The study started in 2018 when cigarettes cost around £10 per pack in the UK. Therefore, if a woman smoked ten cancer sticks a day, in eight weeks she would have wasted £280. Pro rata for smoking fifteen or twenty per day, the figures are £487.5 and £560, respectively. These women could have bribed themselves not to smoke because of the money they would have saved. So why didn’t they?
Our intrepid investigators at least appeared to recognise the fact that, although the urge to smoke may be hard to resist, smoking is a voluntary activity. Therefore, it’s possible in theory that bribery might work, but as the result of this trial shows, such an approach is disappointing. This leads to the question of whether any ‘intervention’, including trying to bribe smokers to quit, is amenable to scientific assessment in the first place. It’s not as if one is investigating a treatment of a physical illness over which the sufferer has no control; with smoking the decision to light another cigarette is entirely in the hands of the smoker.

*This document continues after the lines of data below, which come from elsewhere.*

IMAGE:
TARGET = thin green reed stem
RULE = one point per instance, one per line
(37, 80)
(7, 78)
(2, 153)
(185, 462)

The fundamental reason why the results were so poor is that what we are dealing with is drug addiction, the drug, of course, being nicotine. Would bribery work in, say, alcoholism or heroin addiction? I think not. Is there, then, any intervention (other than voluntary abstention) that is highly effective in substance addictions? It seems not.
Therefore, rather than pursuing an endless search for the elusive cure for smoking, what is needed is to tackle the problem at its source. Tobacco products serve no useful purpose in normal human life: they must be phased out within a short time-span and banned.